Modified Kelvin-Voigt fractional derivative model for viscoelasticity measurement in optical coherence elastography

Optical coherence elastography(OCE) can quantitatively obtain the viscoelasticity of tissues using rheological models and is widely applied to the clinical diagnosis of diseases. However, commonly used rheological models in OCE do not account for the distinctive dependence of high-frequency storage and loss moduli on frequency in tissues, which results in the rheological models failing to accurately measure the viscoelastic properties of tissues. In this paper, a modified Kelvin-Voigt fractional derivative model is presented based on the power-law behavior of soft tissues and the dependence of high-frequency complex shear modulus on frequency in living cells.
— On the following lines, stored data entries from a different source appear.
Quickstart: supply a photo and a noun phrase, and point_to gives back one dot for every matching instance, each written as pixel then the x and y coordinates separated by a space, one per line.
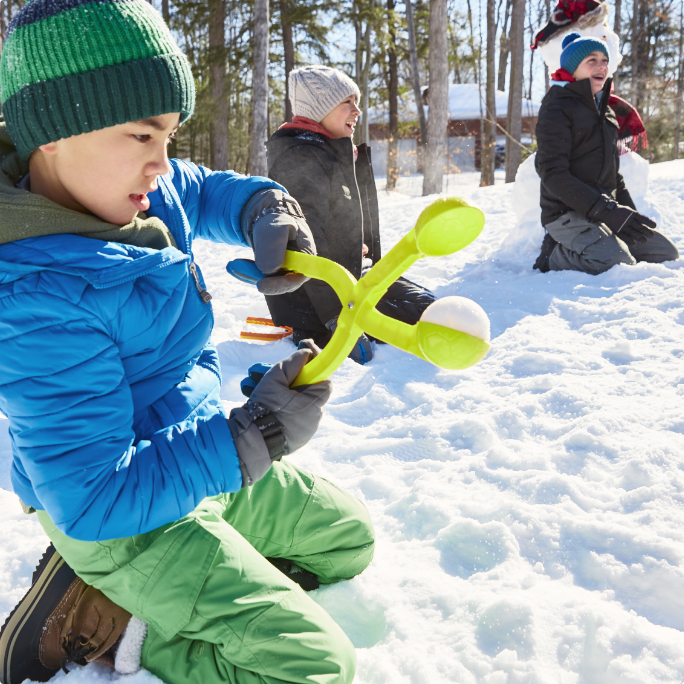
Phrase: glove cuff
pixel 271 430
pixel 270 201
pixel 603 206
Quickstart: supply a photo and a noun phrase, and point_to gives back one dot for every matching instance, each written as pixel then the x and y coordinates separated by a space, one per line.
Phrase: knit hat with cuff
pixel 316 90
pixel 74 66
pixel 576 48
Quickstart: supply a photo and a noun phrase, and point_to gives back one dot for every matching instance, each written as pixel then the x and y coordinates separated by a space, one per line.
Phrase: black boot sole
pixel 20 635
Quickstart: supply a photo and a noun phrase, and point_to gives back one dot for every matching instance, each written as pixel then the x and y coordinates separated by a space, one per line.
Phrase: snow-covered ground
pixel 530 510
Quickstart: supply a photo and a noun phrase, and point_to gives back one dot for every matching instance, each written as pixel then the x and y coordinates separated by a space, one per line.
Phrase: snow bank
pixel 529 510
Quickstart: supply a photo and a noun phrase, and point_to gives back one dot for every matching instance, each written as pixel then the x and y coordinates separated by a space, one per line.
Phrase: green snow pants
pixel 217 610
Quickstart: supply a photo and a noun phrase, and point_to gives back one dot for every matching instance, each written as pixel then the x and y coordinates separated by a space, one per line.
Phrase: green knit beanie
pixel 75 66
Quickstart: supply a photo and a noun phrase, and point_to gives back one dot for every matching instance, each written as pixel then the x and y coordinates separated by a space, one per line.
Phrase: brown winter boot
pixel 61 620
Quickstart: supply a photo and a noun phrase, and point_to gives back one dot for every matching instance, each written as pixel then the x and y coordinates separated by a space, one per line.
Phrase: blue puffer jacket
pixel 107 373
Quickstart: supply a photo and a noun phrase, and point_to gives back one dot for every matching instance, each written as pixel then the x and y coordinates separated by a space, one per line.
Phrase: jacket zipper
pixel 204 294
pixel 206 297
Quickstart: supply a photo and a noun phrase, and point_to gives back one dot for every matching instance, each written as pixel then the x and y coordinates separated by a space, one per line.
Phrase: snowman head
pixel 586 17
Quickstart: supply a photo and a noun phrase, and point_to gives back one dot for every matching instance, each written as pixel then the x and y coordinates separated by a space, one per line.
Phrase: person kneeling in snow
pixel 590 218
pixel 180 539
pixel 332 179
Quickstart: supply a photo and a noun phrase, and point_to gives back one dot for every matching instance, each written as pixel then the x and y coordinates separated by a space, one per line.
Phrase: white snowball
pixel 634 170
pixel 551 51
pixel 459 313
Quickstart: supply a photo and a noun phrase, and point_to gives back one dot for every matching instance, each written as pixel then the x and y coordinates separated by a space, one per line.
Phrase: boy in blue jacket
pixel 181 541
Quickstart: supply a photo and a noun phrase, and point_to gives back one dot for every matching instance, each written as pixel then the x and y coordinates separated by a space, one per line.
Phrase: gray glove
pixel 278 420
pixel 272 222
pixel 362 352
pixel 625 222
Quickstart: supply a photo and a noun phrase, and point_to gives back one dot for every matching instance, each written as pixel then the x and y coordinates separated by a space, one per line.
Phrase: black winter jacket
pixel 577 154
pixel 340 204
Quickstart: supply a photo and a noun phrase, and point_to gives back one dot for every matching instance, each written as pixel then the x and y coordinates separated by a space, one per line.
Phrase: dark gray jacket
pixel 577 156
pixel 340 203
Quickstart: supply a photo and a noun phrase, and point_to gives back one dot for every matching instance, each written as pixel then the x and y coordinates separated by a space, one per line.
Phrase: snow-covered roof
pixel 464 104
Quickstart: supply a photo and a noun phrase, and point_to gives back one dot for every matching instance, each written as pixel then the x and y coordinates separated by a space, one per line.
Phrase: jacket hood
pixel 25 214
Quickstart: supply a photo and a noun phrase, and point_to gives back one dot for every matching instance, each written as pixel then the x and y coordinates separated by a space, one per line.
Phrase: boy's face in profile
pixel 341 121
pixel 109 172
pixel 595 67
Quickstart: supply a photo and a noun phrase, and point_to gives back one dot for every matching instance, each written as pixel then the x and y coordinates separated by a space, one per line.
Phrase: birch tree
pixel 415 75
pixel 514 117
pixel 217 75
pixel 680 84
pixel 288 53
pixel 393 88
pixel 259 131
pixel 489 146
pixel 438 94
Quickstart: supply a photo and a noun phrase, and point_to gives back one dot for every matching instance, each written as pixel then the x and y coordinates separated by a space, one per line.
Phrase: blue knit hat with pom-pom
pixel 576 48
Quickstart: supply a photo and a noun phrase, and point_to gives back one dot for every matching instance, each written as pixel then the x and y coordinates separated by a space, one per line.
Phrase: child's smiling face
pixel 594 67
pixel 108 172
pixel 341 122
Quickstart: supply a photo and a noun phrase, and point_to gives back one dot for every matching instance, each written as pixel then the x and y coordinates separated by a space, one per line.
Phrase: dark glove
pixel 277 420
pixel 362 352
pixel 627 223
pixel 272 222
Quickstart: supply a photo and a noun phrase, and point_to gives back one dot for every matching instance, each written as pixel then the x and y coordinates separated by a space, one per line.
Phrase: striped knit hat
pixel 316 90
pixel 74 66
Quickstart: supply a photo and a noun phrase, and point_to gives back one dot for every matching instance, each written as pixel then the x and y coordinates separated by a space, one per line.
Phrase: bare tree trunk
pixel 288 52
pixel 358 31
pixel 489 147
pixel 217 74
pixel 680 85
pixel 532 53
pixel 617 27
pixel 640 55
pixel 166 14
pixel 514 118
pixel 366 74
pixel 393 133
pixel 435 151
pixel 504 48
pixel 415 74
pixel 257 149
pixel 634 47
pixel 546 68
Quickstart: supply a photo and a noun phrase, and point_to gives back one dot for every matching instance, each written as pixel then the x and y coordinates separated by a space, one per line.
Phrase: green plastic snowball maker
pixel 446 226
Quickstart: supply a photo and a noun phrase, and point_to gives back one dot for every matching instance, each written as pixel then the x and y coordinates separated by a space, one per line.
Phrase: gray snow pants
pixel 591 247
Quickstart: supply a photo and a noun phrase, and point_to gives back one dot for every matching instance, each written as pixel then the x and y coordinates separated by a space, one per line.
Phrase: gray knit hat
pixel 316 90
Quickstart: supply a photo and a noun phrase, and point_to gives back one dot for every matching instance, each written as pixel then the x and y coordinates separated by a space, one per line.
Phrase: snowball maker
pixel 459 313
pixel 454 336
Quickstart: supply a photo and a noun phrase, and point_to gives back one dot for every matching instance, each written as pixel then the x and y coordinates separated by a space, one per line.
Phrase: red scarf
pixel 302 123
pixel 631 128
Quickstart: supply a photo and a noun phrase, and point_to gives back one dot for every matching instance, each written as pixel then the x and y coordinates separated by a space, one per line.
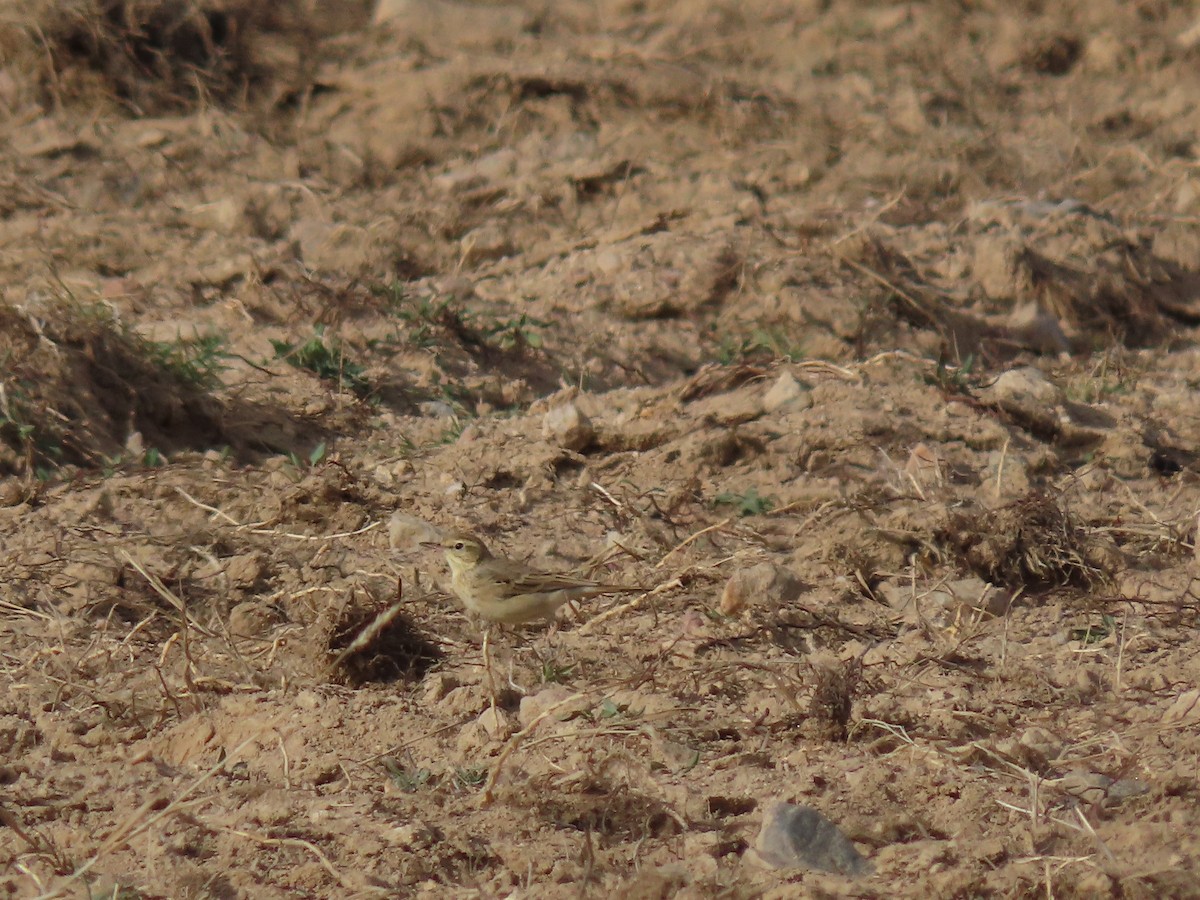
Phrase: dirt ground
pixel 862 335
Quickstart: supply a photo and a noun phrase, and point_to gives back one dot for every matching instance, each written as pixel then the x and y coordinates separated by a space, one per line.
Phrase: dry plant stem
pixel 161 589
pixel 303 845
pixel 689 539
pixel 256 527
pixel 515 742
pixel 131 827
pixel 586 628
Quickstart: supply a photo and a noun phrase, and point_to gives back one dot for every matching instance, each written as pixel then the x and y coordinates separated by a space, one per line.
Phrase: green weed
pixel 327 359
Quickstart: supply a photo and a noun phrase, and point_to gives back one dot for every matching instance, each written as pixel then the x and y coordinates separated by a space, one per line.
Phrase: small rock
pixel 799 837
pixel 568 427
pixel 1091 787
pixel 763 585
pixel 495 724
pixel 459 702
pixel 253 618
pixel 1026 390
pixel 534 705
pixel 406 532
pixel 786 391
pixel 437 687
pixel 1037 329
pixel 223 216
pixel 244 570
pixel 1042 742
pixel 11 492
pixel 437 409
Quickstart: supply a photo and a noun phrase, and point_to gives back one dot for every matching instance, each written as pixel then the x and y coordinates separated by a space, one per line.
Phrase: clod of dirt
pixel 406 532
pixel 835 683
pixel 949 604
pixel 76 385
pixel 799 837
pixel 568 427
pixel 1033 543
pixel 786 391
pixel 765 585
pixel 1042 408
pixel 366 640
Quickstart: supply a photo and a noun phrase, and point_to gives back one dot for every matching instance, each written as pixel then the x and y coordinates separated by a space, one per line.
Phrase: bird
pixel 508 592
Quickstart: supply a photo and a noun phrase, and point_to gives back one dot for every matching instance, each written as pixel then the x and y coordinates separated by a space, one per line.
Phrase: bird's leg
pixel 487 666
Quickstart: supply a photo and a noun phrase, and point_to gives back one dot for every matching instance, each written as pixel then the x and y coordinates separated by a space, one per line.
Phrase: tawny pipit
pixel 507 591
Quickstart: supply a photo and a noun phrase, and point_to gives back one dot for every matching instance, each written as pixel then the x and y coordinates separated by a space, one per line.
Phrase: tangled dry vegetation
pixel 861 335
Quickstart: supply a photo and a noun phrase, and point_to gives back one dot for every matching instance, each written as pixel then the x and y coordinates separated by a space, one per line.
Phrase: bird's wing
pixel 528 581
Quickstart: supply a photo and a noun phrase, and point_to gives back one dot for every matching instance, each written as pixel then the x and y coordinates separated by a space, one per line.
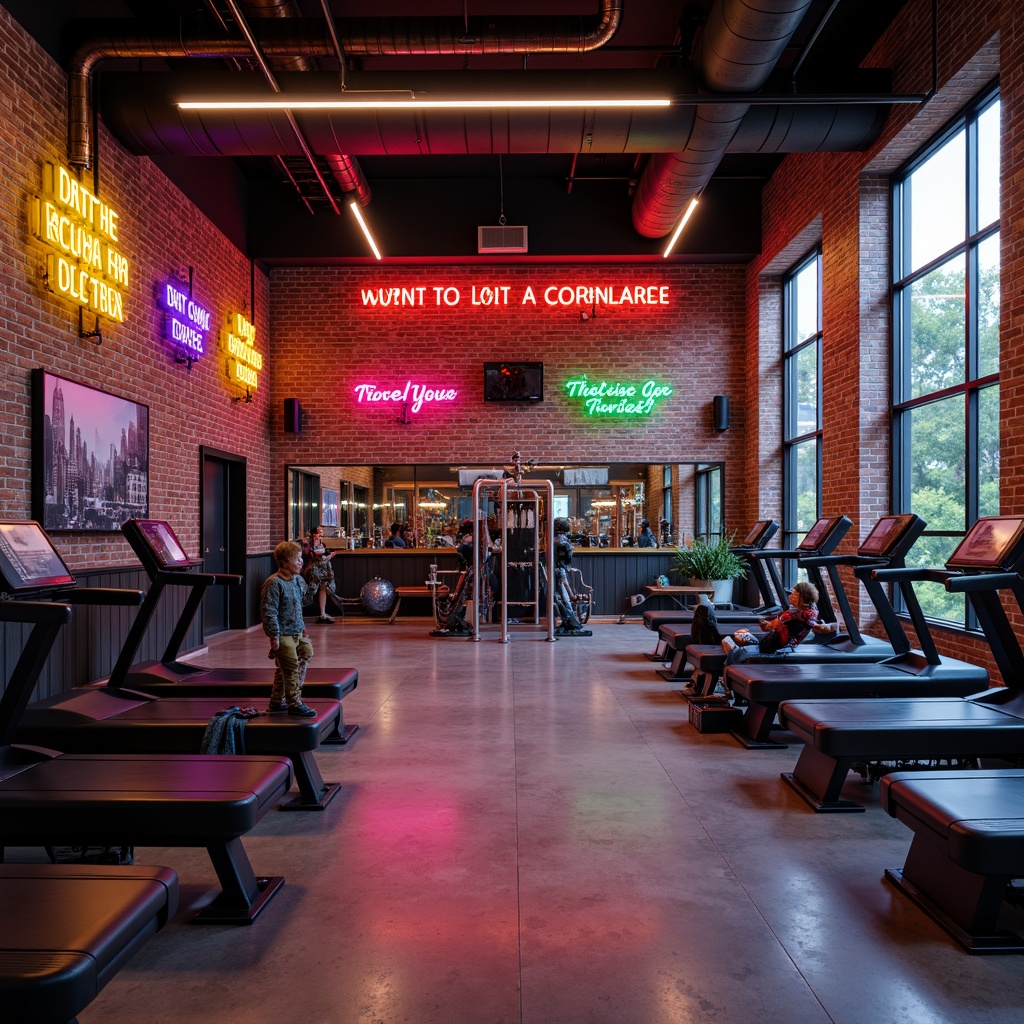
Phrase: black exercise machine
pixel 839 734
pixel 111 719
pixel 850 667
pixel 764 571
pixel 66 930
pixel 819 543
pixel 165 561
pixel 49 800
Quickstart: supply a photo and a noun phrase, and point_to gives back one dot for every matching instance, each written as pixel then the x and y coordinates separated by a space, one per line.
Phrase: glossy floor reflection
pixel 532 833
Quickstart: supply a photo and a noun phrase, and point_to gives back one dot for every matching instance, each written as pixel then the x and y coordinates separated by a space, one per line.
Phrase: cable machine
pixel 523 509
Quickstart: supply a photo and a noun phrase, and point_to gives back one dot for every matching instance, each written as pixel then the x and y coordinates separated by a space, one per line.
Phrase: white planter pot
pixel 723 590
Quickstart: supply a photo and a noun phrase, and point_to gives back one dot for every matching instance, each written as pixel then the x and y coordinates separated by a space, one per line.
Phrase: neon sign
pixel 448 296
pixel 81 230
pixel 186 322
pixel 244 363
pixel 616 397
pixel 414 396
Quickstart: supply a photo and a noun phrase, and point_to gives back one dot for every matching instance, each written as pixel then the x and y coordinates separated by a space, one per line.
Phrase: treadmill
pixel 839 734
pixel 820 541
pixel 49 799
pixel 66 930
pixel 885 547
pixel 876 670
pixel 111 719
pixel 165 561
pixel 764 571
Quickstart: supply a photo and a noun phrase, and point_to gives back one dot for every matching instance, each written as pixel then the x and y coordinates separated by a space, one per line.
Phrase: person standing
pixel 281 612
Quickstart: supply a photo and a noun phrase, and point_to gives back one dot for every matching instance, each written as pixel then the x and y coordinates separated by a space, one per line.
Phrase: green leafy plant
pixel 709 560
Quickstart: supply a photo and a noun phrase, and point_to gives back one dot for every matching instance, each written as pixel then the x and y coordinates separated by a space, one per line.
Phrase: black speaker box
pixel 293 417
pixel 721 412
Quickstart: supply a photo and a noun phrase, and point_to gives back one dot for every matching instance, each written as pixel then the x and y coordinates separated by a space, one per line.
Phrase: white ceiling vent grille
pixel 502 239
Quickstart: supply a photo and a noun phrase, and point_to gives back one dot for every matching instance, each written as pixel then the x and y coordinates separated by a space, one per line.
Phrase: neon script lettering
pixel 415 394
pixel 616 397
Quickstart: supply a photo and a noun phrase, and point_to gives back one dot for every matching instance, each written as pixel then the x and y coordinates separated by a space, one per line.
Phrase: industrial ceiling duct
pixel 358 37
pixel 736 51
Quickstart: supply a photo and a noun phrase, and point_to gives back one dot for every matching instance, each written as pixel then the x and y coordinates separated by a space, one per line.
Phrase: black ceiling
pixel 429 184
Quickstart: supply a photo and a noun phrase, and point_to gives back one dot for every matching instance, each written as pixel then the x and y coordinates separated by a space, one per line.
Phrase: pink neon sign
pixel 413 395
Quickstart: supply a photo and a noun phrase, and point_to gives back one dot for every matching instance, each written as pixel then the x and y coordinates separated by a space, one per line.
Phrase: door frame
pixel 238 536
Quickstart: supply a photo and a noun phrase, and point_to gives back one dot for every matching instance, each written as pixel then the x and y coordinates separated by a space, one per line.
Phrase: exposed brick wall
pixel 162 236
pixel 848 196
pixel 333 342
In the rheometer and OCE tests, the modified model can provide the prediction of the power-law relationship between the low-frequency shear viscosity and frequency; compared with the Kelvin-Voigt and Kelvin-Voigt fractional derivative models, the modified model has a higher goodness-of-fit(accuracy >96%)for the high-frequency storage moduli of gelatin phantoms. Furthermore, the proposed model can reduce the root mean square error of fit by approximately 83% for the high-frequency(1–128 kHz) storage modulus of the polydimethylsiloxane phantoms obtained from publicly available data. Overall, the modified model accurately predicts the mechanical properties of biomimetic materials over a wide frequency range, with the potential to more accurately reflect pathological changes in tissues.